Do you know the “boulomania”? This is work addiction, a term derived from Anglicism workaholism to describe the uncontrollable need to work constantly, invented by the American psychologist and religious educator Wayne Oates in 1971. This addictive phenomenon is not related to the consumption of substances such as alcohol or drugs, but describes a behavioral addiction, in the same way as addiction to gambling and gambling, for example.
Workaholics are people who feel a need to work so hard that they do not hesitate to endanger their physical and mental health, as well as their interpersonal relationships. A recent study indicates that 37% of workers use professional digital tools outside working hours. Legally, work addiction has been added to the list of psychosocial risks.
Read more: What drives us to become “addicted” to work?
Addiction to work does not qualify the occasional increase in working time, linked to a large file to be processed, for example. To speak of work addiction, this behavior must become compulsive and last for several weeks. As with other addictions, this addiction sets in little by little, often without the knowledge of its victims. The compulsive need to work creeps in. It always encroaches a little more on family life, leisure or holidays, to the point of becoming a source of conflict, even rupture.

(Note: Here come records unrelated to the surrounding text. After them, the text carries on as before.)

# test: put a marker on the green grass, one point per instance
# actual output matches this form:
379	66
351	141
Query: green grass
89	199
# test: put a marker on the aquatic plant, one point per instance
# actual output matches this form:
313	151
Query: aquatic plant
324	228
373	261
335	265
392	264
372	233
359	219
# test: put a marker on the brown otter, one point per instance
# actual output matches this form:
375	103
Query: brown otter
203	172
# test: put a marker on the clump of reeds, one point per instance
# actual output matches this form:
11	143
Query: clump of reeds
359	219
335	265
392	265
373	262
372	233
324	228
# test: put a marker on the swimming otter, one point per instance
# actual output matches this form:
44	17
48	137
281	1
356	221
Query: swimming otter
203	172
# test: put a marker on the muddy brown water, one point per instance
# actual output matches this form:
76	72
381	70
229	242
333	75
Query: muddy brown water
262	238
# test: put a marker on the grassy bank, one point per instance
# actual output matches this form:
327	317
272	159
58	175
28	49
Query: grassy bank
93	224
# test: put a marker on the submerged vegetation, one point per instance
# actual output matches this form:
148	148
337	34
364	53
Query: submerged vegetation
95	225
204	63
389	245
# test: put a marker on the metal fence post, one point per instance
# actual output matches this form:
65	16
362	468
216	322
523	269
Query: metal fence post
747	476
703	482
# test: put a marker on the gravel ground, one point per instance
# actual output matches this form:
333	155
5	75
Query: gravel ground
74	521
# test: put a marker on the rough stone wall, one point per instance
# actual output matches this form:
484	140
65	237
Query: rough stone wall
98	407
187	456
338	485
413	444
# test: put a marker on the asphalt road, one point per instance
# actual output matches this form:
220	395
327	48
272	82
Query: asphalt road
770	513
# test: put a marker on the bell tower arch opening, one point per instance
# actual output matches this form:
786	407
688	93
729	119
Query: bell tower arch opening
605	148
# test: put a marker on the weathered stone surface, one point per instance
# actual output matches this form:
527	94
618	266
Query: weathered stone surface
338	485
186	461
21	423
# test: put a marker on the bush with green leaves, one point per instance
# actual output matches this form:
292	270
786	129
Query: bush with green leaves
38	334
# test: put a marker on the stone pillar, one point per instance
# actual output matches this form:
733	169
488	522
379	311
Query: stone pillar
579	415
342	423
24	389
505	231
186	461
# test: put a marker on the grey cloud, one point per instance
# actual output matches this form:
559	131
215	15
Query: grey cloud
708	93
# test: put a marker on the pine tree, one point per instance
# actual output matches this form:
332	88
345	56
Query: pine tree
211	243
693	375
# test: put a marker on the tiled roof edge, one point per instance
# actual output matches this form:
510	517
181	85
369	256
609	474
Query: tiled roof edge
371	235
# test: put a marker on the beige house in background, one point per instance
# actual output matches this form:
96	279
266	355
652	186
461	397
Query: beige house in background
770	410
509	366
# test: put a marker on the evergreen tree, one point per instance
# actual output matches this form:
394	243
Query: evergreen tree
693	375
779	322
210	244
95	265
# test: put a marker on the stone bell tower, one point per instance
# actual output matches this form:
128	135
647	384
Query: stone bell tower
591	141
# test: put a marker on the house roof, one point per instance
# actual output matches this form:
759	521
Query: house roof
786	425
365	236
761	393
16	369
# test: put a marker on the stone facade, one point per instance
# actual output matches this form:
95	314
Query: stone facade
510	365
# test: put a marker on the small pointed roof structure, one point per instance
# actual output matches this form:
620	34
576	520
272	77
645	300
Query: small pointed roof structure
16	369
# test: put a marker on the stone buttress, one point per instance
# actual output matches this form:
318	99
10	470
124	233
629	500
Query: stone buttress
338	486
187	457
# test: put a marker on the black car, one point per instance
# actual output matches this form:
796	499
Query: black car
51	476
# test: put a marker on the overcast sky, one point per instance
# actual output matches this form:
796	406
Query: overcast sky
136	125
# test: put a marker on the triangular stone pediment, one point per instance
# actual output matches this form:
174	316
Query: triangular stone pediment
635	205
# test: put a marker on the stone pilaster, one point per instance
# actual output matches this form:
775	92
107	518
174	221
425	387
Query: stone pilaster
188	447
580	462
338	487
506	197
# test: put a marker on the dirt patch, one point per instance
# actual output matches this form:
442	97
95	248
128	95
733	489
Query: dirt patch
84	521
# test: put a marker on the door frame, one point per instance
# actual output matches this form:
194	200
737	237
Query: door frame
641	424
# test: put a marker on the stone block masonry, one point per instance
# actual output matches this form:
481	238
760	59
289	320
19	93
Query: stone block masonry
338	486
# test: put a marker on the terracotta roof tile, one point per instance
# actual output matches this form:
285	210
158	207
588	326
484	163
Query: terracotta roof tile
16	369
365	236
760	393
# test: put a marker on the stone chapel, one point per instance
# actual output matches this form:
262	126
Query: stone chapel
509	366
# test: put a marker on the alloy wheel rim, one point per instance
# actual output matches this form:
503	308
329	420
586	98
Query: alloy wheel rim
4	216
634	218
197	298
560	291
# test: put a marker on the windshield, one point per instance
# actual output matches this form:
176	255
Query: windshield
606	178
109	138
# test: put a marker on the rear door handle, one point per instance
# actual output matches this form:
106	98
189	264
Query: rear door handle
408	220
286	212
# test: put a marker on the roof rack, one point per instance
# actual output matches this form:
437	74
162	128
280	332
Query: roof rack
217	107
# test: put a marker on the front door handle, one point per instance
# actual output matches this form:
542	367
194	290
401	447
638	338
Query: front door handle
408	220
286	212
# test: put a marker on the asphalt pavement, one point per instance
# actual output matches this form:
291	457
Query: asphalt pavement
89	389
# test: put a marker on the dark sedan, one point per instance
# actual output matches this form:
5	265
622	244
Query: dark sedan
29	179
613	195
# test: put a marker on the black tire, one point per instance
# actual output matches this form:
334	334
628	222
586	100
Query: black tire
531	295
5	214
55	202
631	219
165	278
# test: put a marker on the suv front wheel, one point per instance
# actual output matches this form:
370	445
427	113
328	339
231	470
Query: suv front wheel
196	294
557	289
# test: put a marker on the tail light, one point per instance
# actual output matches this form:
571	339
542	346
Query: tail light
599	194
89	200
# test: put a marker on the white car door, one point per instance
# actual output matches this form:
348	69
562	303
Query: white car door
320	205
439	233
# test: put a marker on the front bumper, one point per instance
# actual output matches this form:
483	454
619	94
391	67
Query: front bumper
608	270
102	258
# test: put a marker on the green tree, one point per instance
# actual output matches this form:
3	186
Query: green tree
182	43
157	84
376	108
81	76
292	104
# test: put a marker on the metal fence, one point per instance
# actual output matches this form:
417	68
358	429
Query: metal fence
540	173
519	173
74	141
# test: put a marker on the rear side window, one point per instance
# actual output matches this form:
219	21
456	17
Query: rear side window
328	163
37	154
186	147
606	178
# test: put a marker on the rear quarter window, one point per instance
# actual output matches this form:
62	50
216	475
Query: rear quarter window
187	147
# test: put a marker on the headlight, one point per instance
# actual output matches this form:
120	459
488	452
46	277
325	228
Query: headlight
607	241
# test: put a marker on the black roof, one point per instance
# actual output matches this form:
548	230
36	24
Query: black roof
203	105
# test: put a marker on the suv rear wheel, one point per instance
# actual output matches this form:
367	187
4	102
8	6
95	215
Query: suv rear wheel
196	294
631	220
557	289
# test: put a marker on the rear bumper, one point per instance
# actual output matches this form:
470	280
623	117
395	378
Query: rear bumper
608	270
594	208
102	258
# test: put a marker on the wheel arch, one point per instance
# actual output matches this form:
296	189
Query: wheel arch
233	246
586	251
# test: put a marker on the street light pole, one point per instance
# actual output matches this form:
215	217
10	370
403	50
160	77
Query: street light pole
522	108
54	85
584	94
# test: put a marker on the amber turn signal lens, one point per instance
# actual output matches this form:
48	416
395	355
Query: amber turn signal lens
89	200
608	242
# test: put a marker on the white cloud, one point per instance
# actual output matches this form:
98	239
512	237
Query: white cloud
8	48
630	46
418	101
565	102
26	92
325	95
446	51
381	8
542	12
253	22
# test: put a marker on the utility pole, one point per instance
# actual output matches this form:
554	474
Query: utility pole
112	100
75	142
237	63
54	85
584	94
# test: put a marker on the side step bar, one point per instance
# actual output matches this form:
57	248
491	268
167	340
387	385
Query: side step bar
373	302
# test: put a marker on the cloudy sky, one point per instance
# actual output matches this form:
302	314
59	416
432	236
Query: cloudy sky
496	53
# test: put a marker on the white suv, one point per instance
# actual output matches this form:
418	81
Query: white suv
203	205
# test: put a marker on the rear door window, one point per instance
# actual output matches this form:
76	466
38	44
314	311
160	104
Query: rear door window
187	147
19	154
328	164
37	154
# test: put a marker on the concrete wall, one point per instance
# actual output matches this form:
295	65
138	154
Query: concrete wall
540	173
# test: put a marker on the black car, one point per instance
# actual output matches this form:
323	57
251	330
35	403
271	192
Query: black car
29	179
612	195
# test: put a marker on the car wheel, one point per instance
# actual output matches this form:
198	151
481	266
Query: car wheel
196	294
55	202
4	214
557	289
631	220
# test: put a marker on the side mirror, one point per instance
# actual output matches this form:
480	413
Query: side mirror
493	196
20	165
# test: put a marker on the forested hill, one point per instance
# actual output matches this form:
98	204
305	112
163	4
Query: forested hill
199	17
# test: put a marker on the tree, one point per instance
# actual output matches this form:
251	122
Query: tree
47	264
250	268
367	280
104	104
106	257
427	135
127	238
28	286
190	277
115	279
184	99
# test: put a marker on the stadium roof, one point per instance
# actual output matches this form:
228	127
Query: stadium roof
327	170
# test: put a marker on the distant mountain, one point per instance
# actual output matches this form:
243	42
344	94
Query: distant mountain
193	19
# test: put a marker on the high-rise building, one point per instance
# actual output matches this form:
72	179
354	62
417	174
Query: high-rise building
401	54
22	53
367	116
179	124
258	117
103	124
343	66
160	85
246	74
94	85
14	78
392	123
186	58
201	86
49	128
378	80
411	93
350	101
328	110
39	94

The protective role of mindfulness
Science has already demonstrated the key role of personality in addiction. Using the scale developed by American researchers Kirk W. Brown and Richard M. Ryan, it is possible to assess the personality trait related to mindfulness, which consists of deploying sustained attention and awareness of what is happening in the present moment. The capacity for self-regulation that underlies mindfulness has already demonstrated its beneficial effects on behavioral addictions, such as gambling or smartphone addiction.
Read more: What if meditation helped you drop your phone?
Nevertheless, no study until now had explored the protective role of mindfulness on work addiction.
Is it possible to protect oneself from this addiction and its deleterious effects on the balance between work and private life with the help of mindfulness? To answer this question, we conducted a study from a total sample of 1022 employees, published in the scientific journal Social Science &Medicine. Our research is based more specifically on two separate studies, aimed at investigating the protective role of mindfulness as a personality trait (study 1) and as a practice (study 2).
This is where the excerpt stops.